Dr. Bezzina graduated in Pharmacy and obtained her PhD in Genetics from the University of Malta. She joined the Department of Experimental Cardiology at Amsterdam University Medical Center in 1997, and has since devoted her career to the understanding of the genetic causes of heritable cardiac disorders that predispose to sudden cardiac death in the young. She was appointed Professor of Molecular Cardogenetics at the University of Amsterdam in 2012. She co-leads the theme ‘Cardiomyopathy and Arrhythmia’ within the Amsterdam Cardiovascular Sciences institute of Amsterdam UMC since 2020.

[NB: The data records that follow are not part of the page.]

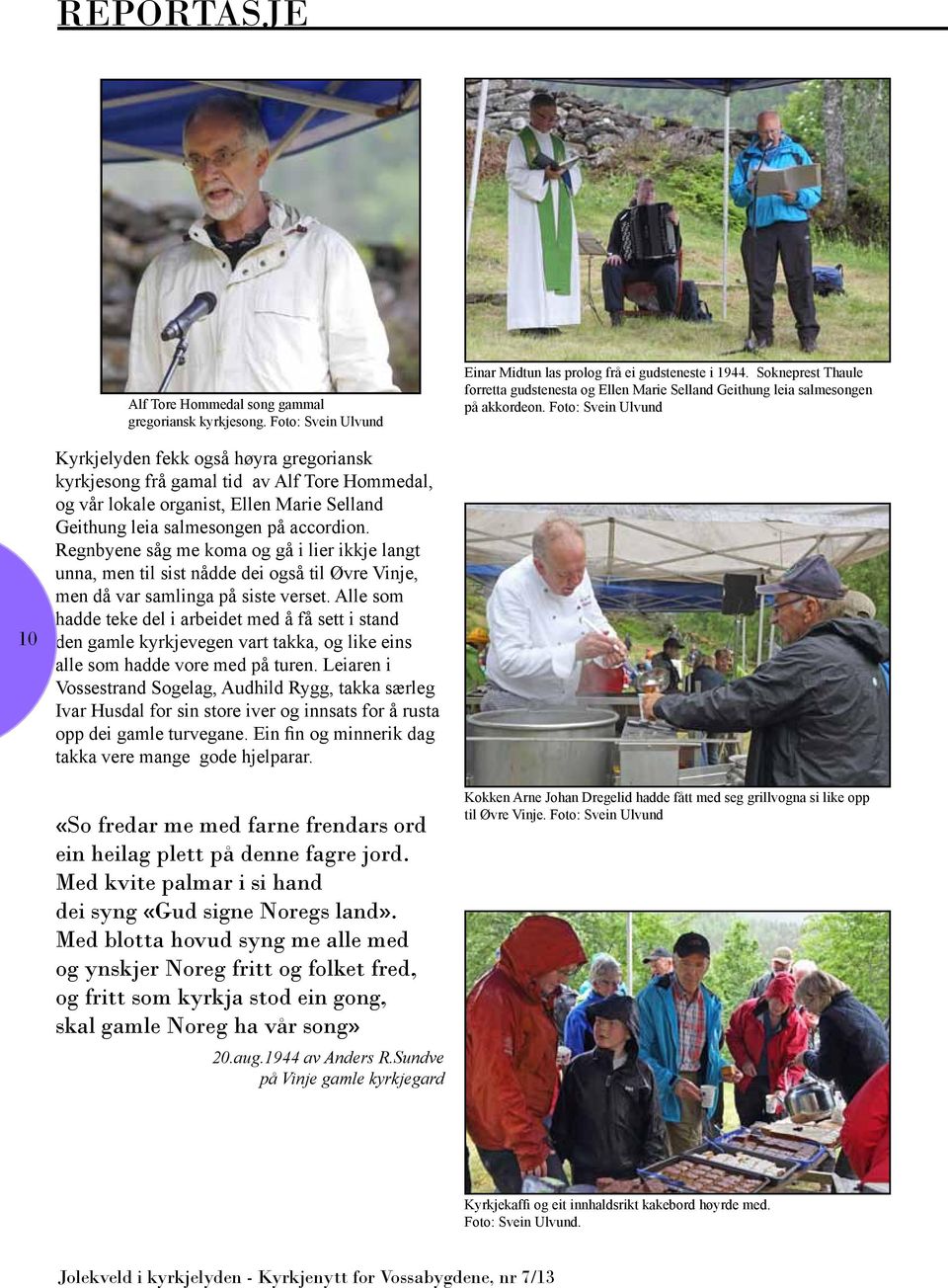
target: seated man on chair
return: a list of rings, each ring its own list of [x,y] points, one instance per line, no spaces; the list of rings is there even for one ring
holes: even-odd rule
[[[635,191],[635,201],[620,211],[612,225],[609,234],[609,254],[603,264],[603,295],[605,298],[605,310],[612,318],[613,326],[622,326],[625,321],[625,286],[626,282],[653,282],[658,296],[658,312],[662,317],[671,317],[675,313],[678,301],[678,254],[681,249],[681,233],[678,225],[678,211],[668,206],[667,218],[672,224],[675,247],[666,249],[667,254],[644,258],[641,241],[636,238],[634,227],[635,211],[640,206],[656,205],[654,182],[645,175],[639,180]]]

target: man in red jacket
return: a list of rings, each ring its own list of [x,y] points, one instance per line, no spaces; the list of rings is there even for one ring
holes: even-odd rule
[[[742,1127],[772,1122],[766,1097],[799,1082],[802,1070],[791,1061],[806,1050],[808,1028],[793,1006],[796,984],[790,971],[774,975],[761,998],[737,1007],[724,1034],[743,1078],[734,1087]]]
[[[846,1105],[840,1137],[863,1185],[889,1185],[889,1065],[876,1069]]]
[[[501,1194],[519,1194],[524,1176],[565,1179],[547,1137],[559,1090],[553,1006],[585,961],[568,921],[524,917],[468,996],[468,1132]]]

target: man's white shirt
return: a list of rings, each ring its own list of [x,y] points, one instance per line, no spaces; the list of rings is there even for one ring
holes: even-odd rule
[[[572,595],[554,595],[531,555],[505,569],[487,601],[487,677],[531,702],[572,702],[582,674],[576,641],[590,630],[616,635],[589,573]],[[599,659],[596,659],[599,661]]]

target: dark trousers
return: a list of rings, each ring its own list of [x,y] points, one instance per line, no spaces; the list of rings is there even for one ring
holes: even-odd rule
[[[756,234],[750,228],[744,229],[741,256],[751,292],[751,330],[757,340],[773,340],[778,255],[787,279],[787,296],[796,318],[797,335],[801,340],[815,340],[819,326],[813,303],[809,219],[781,219],[766,228],[759,228]]]
[[[741,1083],[741,1091],[734,1088],[734,1108],[737,1109],[742,1127],[750,1127],[751,1123],[772,1123],[774,1121],[774,1115],[766,1112],[766,1097],[769,1095],[770,1079],[766,1074],[757,1074],[750,1082],[744,1078]]]
[[[491,1180],[497,1186],[498,1194],[519,1194],[522,1177],[520,1164],[513,1149],[482,1149],[478,1145],[480,1162],[491,1173]],[[546,1159],[546,1175],[556,1181],[565,1181],[567,1173],[556,1154],[549,1154]]]
[[[607,313],[622,313],[626,282],[653,282],[662,313],[674,313],[678,300],[678,269],[674,263],[603,264],[603,298]]]

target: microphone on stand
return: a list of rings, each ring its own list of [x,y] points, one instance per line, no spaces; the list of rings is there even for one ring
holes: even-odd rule
[[[161,339],[183,340],[194,322],[200,322],[201,318],[206,318],[207,314],[213,313],[216,307],[218,298],[213,294],[213,291],[198,291],[191,304],[188,304],[187,309],[179,313],[178,317],[171,318],[165,330],[161,332]]]

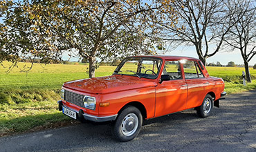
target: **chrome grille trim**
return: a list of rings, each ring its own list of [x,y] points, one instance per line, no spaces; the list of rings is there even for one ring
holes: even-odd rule
[[[84,108],[84,97],[83,95],[65,90],[64,99],[69,103]]]

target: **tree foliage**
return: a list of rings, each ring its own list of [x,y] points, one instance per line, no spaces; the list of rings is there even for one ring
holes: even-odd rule
[[[235,9],[228,7],[225,0],[175,1],[174,9],[179,18],[159,23],[161,37],[175,46],[194,46],[204,64],[206,59],[221,49],[226,34],[235,23]],[[167,17],[172,15],[166,14]]]
[[[8,6],[1,32],[8,39],[2,59],[10,56],[60,59],[64,51],[89,61],[94,77],[96,57],[102,61],[152,54],[158,41],[148,17],[170,10],[170,1],[23,0]],[[3,6],[3,5],[1,5]],[[174,11],[174,10],[173,10]],[[173,17],[174,18],[174,17]],[[150,28],[150,27],[149,27]],[[1,43],[2,44],[2,43]]]
[[[230,7],[238,8],[235,14],[243,14],[239,19],[233,18],[237,23],[230,29],[225,40],[231,50],[238,50],[244,63],[246,80],[251,82],[249,61],[256,55],[256,1],[230,1]]]

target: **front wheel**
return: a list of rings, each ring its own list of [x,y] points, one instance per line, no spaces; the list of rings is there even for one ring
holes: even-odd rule
[[[131,140],[139,133],[142,124],[140,111],[134,106],[128,106],[117,117],[113,127],[113,134],[121,142]]]
[[[207,95],[203,99],[203,104],[197,107],[197,114],[201,117],[206,117],[210,115],[212,108],[212,97]]]

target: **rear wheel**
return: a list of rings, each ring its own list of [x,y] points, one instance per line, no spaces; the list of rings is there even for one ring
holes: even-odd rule
[[[125,107],[117,117],[113,127],[113,134],[121,142],[133,140],[139,133],[143,124],[140,111],[136,107]]]
[[[210,115],[212,108],[212,97],[207,95],[203,99],[202,104],[197,107],[197,114],[201,117],[206,117]]]

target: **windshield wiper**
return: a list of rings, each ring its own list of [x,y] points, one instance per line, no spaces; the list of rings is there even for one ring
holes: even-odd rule
[[[126,72],[131,72],[131,73],[134,73],[134,75],[137,76],[138,78],[140,78],[141,77],[138,75],[136,72],[132,71],[132,70],[126,70]]]

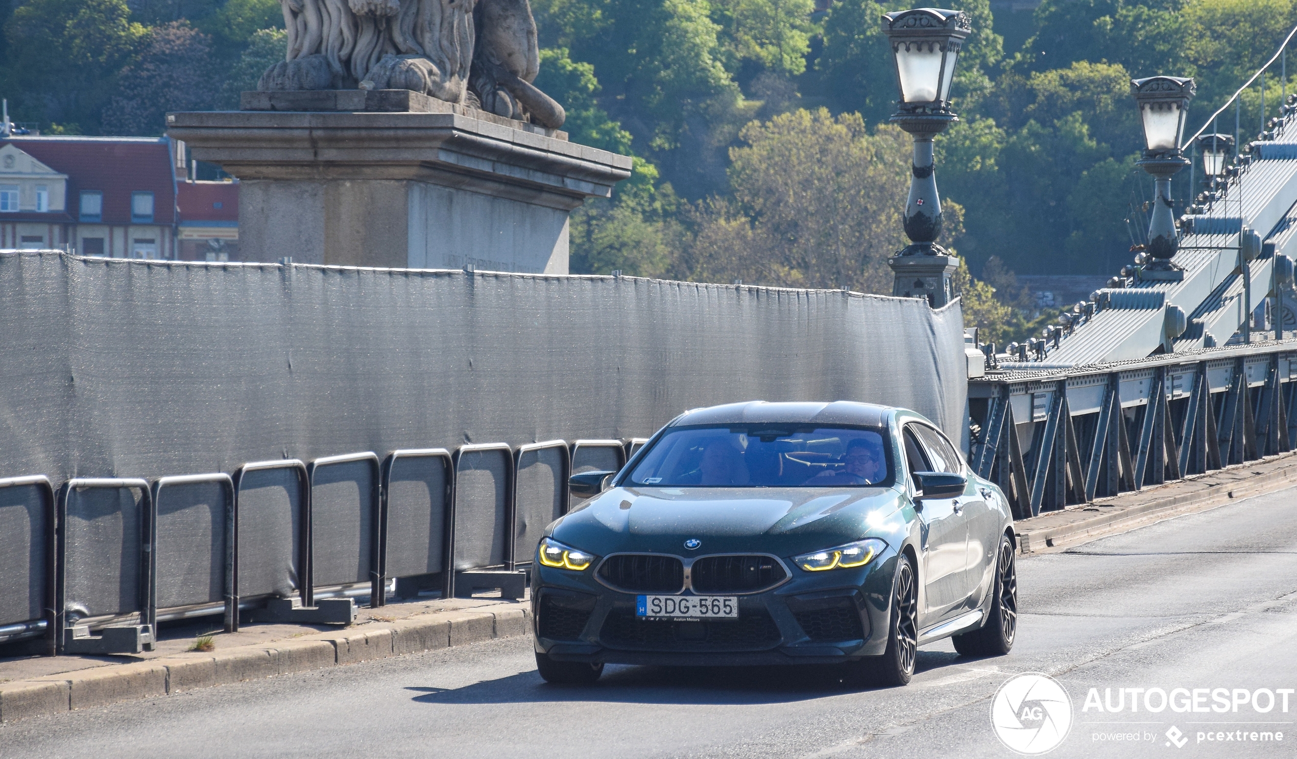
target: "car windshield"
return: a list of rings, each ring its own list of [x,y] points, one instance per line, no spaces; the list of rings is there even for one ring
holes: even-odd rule
[[[673,429],[625,484],[648,487],[877,487],[892,483],[883,430],[726,425]]]

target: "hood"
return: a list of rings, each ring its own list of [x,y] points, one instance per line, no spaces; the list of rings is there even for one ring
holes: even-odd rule
[[[690,539],[702,541],[699,554],[786,554],[890,534],[899,506],[892,488],[617,487],[555,522],[553,535],[601,554],[680,554]]]

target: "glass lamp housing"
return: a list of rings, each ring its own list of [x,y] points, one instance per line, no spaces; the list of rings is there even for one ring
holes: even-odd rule
[[[940,110],[949,104],[955,61],[970,31],[968,14],[958,10],[918,8],[883,16],[903,110]]]
[[[1184,115],[1193,97],[1193,79],[1149,76],[1131,80],[1131,95],[1139,104],[1148,153],[1178,154],[1184,133]]]
[[[1200,135],[1198,153],[1202,153],[1202,174],[1208,176],[1223,175],[1232,149],[1232,135]]]

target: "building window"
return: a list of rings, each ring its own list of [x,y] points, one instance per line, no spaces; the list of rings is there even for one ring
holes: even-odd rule
[[[131,258],[157,258],[158,244],[153,237],[136,237],[131,241]]]
[[[99,190],[82,192],[82,221],[104,220],[104,193]]]
[[[131,193],[131,223],[153,223],[153,193]]]

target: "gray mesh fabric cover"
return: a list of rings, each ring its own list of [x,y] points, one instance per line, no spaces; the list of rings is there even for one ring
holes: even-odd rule
[[[582,471],[617,471],[621,469],[621,446],[577,446],[572,453],[572,474]]]
[[[514,561],[529,562],[550,522],[563,515],[563,451],[527,451],[518,460]]]
[[[377,481],[370,461],[316,466],[311,475],[311,582],[370,582]]]
[[[508,504],[508,451],[470,451],[459,456],[455,477],[455,569],[505,563]]]
[[[623,439],[752,399],[962,440],[962,330],[957,304],[842,290],[0,254],[0,475]]]
[[[64,523],[64,610],[80,618],[140,611],[143,506],[131,488],[74,490]]]
[[[44,486],[0,487],[0,626],[44,617]]]
[[[398,457],[388,483],[389,578],[440,572],[445,566],[446,460]]]
[[[169,484],[157,503],[158,609],[219,604],[226,588],[226,488]]]
[[[292,468],[256,469],[239,483],[239,597],[301,588],[302,486]]]

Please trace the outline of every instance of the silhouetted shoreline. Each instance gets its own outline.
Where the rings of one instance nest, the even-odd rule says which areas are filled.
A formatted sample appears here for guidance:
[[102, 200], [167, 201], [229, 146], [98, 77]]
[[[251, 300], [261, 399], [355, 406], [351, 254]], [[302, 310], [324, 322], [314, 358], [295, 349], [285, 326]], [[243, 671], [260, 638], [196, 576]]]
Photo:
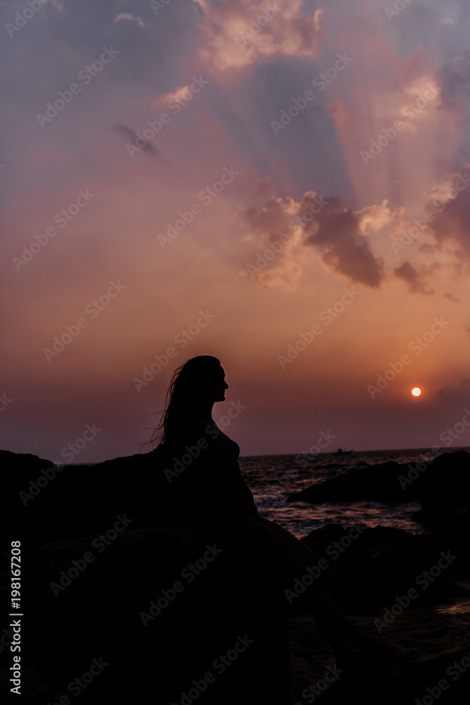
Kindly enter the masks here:
[[[304, 705], [314, 693], [305, 689], [331, 674], [332, 653], [297, 603], [304, 576], [289, 600], [256, 565], [248, 568], [209, 539], [198, 572], [182, 560], [183, 528], [168, 510], [156, 451], [60, 471], [35, 455], [1, 455], [8, 468], [1, 514], [6, 566], [10, 542], [20, 540], [23, 548], [25, 703], [46, 705], [65, 694], [73, 701], [68, 685], [89, 672], [94, 658], [109, 665], [80, 691], [83, 701], [144, 704], [156, 696], [159, 703], [179, 705], [194, 680], [202, 689], [198, 703]], [[415, 519], [426, 529], [414, 535], [360, 522], [355, 531], [328, 524], [304, 537], [323, 558], [313, 572], [357, 624], [371, 635], [423, 650], [415, 663], [331, 676], [322, 701], [349, 702], [353, 688], [365, 703], [411, 705], [436, 687], [438, 676], [450, 685], [440, 701], [464, 701], [469, 671], [455, 681], [446, 671], [470, 651], [470, 606], [452, 608], [470, 602], [469, 459], [464, 451], [443, 454], [404, 490], [397, 477], [409, 468], [389, 462], [352, 470], [302, 493], [309, 502], [392, 501], [396, 485], [421, 502]], [[237, 641], [245, 635], [248, 642]], [[238, 656], [219, 673], [223, 661], [217, 659], [229, 652]], [[208, 676], [204, 687], [208, 673], [214, 680]]]

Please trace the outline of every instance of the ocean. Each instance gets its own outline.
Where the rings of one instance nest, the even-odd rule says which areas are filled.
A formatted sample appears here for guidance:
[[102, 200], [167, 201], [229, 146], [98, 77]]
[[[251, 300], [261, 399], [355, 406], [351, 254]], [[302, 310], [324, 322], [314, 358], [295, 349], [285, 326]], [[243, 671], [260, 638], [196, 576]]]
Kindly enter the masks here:
[[[469, 448], [449, 448], [450, 452], [456, 450], [469, 450]], [[406, 474], [408, 463], [418, 462], [423, 457], [428, 459], [433, 457], [430, 448], [359, 450], [351, 455], [320, 453], [307, 461], [309, 467], [304, 468], [295, 462], [296, 457], [295, 455], [245, 455], [241, 456], [238, 462], [254, 496], [259, 514], [287, 529], [297, 538], [330, 522], [347, 527], [360, 522], [370, 527], [380, 525], [404, 529], [412, 534], [423, 533], [421, 525], [412, 520], [414, 512], [421, 507], [416, 502], [382, 504], [361, 501], [313, 505], [287, 502], [286, 498], [292, 492], [299, 492], [365, 465], [395, 460], [404, 464]]]

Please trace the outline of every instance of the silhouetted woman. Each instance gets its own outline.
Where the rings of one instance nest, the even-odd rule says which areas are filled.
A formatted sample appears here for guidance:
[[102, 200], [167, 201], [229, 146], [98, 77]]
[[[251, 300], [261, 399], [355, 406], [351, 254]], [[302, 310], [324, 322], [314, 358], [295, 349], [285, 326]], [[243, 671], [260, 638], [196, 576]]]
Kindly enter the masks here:
[[[166, 410], [152, 436], [164, 449], [164, 472], [185, 527], [180, 548], [183, 555], [194, 555], [210, 532], [221, 546], [235, 548], [264, 568], [273, 582], [292, 589], [295, 578], [302, 578], [321, 556], [258, 514], [238, 465], [240, 448], [212, 419], [212, 407], [224, 400], [228, 387], [216, 357], [188, 360], [173, 374]], [[315, 582], [303, 597], [330, 641], [340, 668], [354, 663], [352, 647], [371, 660], [401, 661], [412, 656], [401, 646], [364, 634]]]

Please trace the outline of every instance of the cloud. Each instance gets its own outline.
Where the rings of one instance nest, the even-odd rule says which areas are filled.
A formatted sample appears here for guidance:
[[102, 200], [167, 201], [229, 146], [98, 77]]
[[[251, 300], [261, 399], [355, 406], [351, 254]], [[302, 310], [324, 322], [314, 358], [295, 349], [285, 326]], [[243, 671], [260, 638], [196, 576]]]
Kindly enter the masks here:
[[457, 296], [454, 296], [453, 294], [450, 293], [448, 291], [445, 291], [443, 296], [445, 299], [449, 299], [449, 301], [452, 301], [454, 304], [460, 303], [460, 299], [457, 299]]
[[[469, 167], [467, 165], [466, 168]], [[461, 174], [449, 178], [444, 187], [445, 192], [434, 194], [432, 201], [432, 205], [441, 211], [432, 226], [435, 240], [441, 247], [447, 240], [457, 242], [462, 248], [459, 257], [467, 260], [470, 257], [469, 185], [469, 174], [462, 169]], [[431, 203], [427, 207], [431, 208]]]
[[[367, 221], [372, 225], [378, 215], [376, 207], [354, 212], [335, 197], [326, 202], [317, 218], [305, 226], [305, 245], [318, 248], [323, 262], [334, 271], [352, 281], [378, 288], [385, 276], [383, 260], [371, 252], [365, 235]], [[309, 210], [311, 205], [311, 196], [307, 192], [300, 210]], [[377, 228], [381, 224], [385, 222], [378, 223]]]
[[[371, 250], [367, 233], [381, 230], [393, 219], [385, 204], [353, 212], [339, 198], [323, 198], [307, 191], [302, 200], [271, 198], [262, 207], [244, 209], [247, 239], [259, 238], [258, 249], [278, 242], [283, 233], [289, 239], [276, 257], [273, 266], [256, 272], [262, 286], [286, 282], [294, 288], [302, 276], [306, 248], [320, 251], [322, 262], [352, 281], [378, 288], [385, 278], [383, 260]], [[261, 243], [259, 243], [261, 240]]]
[[208, 0], [194, 1], [205, 13], [199, 58], [219, 78], [226, 72], [247, 71], [260, 61], [281, 56], [311, 59], [317, 54], [324, 11], [319, 8], [307, 17], [302, 11], [302, 0], [290, 0], [277, 11], [271, 0], [222, 0], [217, 6]]
[[[265, 179], [257, 187], [256, 194], [270, 188], [269, 180]], [[273, 197], [263, 206], [241, 210], [242, 221], [248, 231], [246, 239], [256, 240], [249, 272], [262, 288], [280, 286], [292, 290], [302, 275], [301, 262], [305, 252], [302, 233], [288, 225], [299, 205], [290, 197]]]
[[409, 290], [413, 293], [420, 294], [432, 294], [433, 290], [426, 290], [426, 283], [419, 276], [416, 270], [409, 262], [403, 262], [400, 266], [395, 267], [393, 274], [399, 279], [406, 281], [409, 287]]

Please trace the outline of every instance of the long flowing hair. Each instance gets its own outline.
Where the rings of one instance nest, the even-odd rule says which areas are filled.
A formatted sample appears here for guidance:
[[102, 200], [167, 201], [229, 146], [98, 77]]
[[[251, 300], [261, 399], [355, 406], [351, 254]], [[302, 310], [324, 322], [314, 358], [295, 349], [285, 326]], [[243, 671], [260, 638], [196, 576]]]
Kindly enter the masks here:
[[185, 422], [194, 412], [207, 386], [207, 377], [221, 367], [221, 361], [210, 355], [200, 355], [177, 367], [166, 392], [165, 409], [150, 442], [174, 448]]

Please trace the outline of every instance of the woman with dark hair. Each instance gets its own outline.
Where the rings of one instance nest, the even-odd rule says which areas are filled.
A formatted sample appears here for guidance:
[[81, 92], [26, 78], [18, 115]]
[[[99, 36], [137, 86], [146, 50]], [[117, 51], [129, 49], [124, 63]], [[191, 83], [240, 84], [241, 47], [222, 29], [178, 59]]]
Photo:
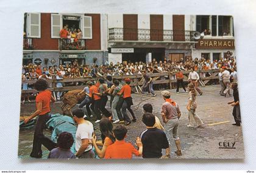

Dr. Bezzina’s early work focused on the identification of Mendelian disease genes for inherited cardiac disorders and the study of the underlying electrophysiological disease mechanisms. In 2013, she provided the first evidence for polygenic inheritance in Brugada Syndrome, a disorder previously considered monogenic, shifting the field’s understanding of the genetic basis of these disorders. Through a series of genomewide association studies, she subsequently contributed towards the establishment of this paradigm across multiple cardiac disorders, including Long QT Syndrome, Hypertrophic Cardiomyopathy, and Dilated Cardiomyopathy.
Building on these discoveries, her current research focuses on translating this knowledge into clinical practice through the development of genetic testing strategies that account for the combined impact of multiple variants through polygenic risk scores, with the goal of improving diagnosis, risk prediction, and therapy. To enable these advances, together with colleagues worldwide, she has established international consortia uniting thousands of patients affected by these disorders. In an integrative approach, her team investigates the identified genetic factors in human induced pluripotent stem cell-derived cardiomyocytes and genome-edited mouse models to uncover their mechanistic underpinnings.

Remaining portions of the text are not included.